贺休没说谎。

  他的舞伴挺忙的。

  陈幺都来一个多星期了,贺休的舞伴还没出现过。

  2112室。

  陈幺陪着贺休跳了会,就又到一边去了。

  晚上加练,白天陪着贺休练,他的体能和心态都在爆炸的边缘了。

  陈幺把帽子盖到脸上。

  抱着膝,病恹恹的缩到了座椅里。

  他已二十六七了,但看起来还小。

  头发细碎蓬乱,呼吸微急促,那张脸有些白又染着很鲜艳的潮红。

  就这么一瞬间,贺休甚至觉得陈幺比他还小。

  他抹汗,拿了条毛巾凑过去:“累了?”

  陈幺跟贺休在一起时比较安静,他来就是拿钱办事,没有任何发展线下友谊的倾向。

  他的性取向和私生活作风,一直是为人所诟病的。为了防止别人恶心,他在接触男性的时候,会刻意保持距离。

  这会是下午三点。

  是个很容易让人困倦的点。

  就当贺休以为陈幺不会搭理他的时候,陈幺动了下,他伸了下懒腰,t恤被撩起来了一角,小腹紧致雪白。

  拉紧了又放松。

  他连声音都懒洋洋的:“我休息下。”

  还跳什么跳。

  能看不能吃,连碰一下都得偷偷摸摸、小心翼翼的。

  贺休想调笑一下陈幺有点差的体能,还没跳够半小时就不行了,但话到嘴边又咽了下去。

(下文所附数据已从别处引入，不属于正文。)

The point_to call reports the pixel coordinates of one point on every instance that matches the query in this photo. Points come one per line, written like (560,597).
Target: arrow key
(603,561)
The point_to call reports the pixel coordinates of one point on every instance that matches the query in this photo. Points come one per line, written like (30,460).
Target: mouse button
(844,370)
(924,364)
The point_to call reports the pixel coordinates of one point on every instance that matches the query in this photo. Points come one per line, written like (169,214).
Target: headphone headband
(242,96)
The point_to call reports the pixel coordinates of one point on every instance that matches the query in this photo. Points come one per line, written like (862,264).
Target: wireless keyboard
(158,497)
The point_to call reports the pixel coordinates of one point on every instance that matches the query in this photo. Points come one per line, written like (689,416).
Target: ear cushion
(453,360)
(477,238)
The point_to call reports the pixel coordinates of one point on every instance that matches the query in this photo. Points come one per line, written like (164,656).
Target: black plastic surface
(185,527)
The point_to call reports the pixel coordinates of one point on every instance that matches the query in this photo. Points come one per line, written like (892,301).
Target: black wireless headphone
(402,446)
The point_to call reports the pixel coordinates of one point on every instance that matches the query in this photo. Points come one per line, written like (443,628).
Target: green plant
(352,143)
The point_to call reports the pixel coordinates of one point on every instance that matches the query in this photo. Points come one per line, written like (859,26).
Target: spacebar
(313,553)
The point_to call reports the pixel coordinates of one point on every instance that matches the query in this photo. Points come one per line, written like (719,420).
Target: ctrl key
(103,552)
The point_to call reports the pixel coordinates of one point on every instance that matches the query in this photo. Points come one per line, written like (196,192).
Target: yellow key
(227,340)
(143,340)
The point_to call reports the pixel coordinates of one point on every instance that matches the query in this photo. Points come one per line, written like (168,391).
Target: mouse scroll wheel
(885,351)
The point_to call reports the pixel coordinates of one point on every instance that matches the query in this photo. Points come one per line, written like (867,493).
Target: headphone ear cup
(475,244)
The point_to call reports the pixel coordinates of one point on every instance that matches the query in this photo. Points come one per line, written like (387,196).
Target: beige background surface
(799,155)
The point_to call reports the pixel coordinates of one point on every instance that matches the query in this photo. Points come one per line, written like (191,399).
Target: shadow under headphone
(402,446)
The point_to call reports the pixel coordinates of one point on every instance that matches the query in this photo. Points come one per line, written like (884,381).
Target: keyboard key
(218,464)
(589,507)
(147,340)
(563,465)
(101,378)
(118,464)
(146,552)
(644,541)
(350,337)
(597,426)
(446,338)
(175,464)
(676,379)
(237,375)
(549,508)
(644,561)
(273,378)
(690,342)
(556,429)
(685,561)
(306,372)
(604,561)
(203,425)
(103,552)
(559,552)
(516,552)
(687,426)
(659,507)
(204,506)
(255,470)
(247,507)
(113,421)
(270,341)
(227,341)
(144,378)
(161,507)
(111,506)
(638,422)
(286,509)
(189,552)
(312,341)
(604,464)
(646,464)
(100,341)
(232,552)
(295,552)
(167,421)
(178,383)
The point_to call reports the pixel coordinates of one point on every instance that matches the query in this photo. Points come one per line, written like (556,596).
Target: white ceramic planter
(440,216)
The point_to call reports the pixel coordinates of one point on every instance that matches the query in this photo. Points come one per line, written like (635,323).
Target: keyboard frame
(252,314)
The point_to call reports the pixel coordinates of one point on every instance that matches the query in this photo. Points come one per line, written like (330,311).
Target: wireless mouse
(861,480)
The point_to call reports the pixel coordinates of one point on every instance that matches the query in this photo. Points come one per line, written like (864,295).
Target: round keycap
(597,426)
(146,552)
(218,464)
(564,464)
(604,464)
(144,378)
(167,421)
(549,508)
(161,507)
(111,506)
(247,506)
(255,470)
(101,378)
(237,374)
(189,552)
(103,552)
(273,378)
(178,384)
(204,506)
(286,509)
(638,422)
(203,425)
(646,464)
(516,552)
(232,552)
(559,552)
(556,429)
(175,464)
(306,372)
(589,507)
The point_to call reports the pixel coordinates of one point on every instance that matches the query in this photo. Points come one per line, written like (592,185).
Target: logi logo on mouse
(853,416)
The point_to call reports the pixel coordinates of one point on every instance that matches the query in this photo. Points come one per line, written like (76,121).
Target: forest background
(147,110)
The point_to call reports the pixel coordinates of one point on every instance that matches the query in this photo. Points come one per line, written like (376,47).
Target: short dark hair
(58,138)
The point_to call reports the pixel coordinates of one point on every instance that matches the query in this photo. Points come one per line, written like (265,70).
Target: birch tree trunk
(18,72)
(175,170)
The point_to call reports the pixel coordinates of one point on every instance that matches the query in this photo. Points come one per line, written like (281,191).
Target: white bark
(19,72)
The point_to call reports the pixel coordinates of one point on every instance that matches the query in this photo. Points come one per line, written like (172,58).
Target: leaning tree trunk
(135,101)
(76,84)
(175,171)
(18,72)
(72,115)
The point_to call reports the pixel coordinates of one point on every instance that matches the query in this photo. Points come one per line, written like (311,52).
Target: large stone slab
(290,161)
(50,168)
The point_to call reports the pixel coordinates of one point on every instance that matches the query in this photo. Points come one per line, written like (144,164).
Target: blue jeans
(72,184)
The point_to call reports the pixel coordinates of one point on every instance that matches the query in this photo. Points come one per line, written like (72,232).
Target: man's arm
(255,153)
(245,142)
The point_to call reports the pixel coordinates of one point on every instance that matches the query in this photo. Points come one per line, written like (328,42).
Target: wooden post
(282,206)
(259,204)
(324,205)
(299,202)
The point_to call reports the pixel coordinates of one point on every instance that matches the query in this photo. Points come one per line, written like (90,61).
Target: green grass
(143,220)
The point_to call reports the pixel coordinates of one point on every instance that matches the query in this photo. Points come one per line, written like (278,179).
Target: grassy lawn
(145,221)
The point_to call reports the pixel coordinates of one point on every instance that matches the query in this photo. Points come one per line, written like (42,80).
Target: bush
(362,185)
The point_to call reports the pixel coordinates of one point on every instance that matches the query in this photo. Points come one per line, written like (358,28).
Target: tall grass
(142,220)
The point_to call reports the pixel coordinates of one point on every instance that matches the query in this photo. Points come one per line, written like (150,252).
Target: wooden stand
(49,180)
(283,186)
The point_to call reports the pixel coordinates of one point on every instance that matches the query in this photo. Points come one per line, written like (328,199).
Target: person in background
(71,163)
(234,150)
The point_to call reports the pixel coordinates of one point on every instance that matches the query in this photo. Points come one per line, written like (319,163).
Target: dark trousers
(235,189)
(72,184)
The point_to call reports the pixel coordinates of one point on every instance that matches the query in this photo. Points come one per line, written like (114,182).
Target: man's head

  他想拉进一下两人的关系,也努力了,但看陈幺连话都懒得多说的状态,他显然是失败了。

  贺休还捏着毛巾。

  他今天穿的背心,陈幺为此看了好几眼,从肩往下延的肌肉线条干净漂亮,并不夸张,但一看就蕴藏着爆发的张力。

  陈幺口水都快流下来了。

  但系统说他要是真的流口水的话,就罚他回去加练五个小时,给陈幺搞得当时就萎了。

  贺休把毛巾放回去。

  陈幺身边一沉,他盖在脸上的鸭舌帽被人拿走了。

  “老师。”

  贺休蛮认真的,也是真心不明白,“你是不是对我有什么意见?”

  并不是错觉。

  陈幺一直对他挺冷淡的。

  陈幺适应了下下午三点有些刺目的光线,他的瞳孔浮现些许水光,但很快就蒸发掉了。

  贺休坐在他旁边,正偏着头看他。

  陈幺不自觉躲了下。

  他对贺休当然没意见,但也不可能坦诚自己性取向和私生活的事,他有意保持距离,或许是想保存一点尊严。

  看着贺休。

  陈幺就像看到了当初的自己。

  现在的他在曾经的他面前,那种惭愧和几乎无所遁形的自卑。

  陈幺拧了下眉:“没。”

  他看向贺休,表情平静,声音也很平静,“还给我。”

  明明就有。

  贺休有点不高兴,但还是压制住了,他把帽子递回去:“抱歉。”

  陈幺伸手,就要碰到了,贺休又把手缩了回去。

  陈幺顿了下,又看贺休。

  贺休没有任何不好意思的笑了下:“要不我还帮您盖上?”

  这个您字就用的很好。

  既尊敬,又有点挑衅。

  一看就和他很像,是个阴阳大师。

  陈幺有种遇到同类人的感觉,差点就激起他胜负欲了,可惜这个陈幺不会说什么骚话。

  他暗自可惜了下,不再看贺休,往后靠了下:“放一边吧。”

  贺休没动。

  他看着陈幺的侧脸不知道在想什么。

  陈幺也没动。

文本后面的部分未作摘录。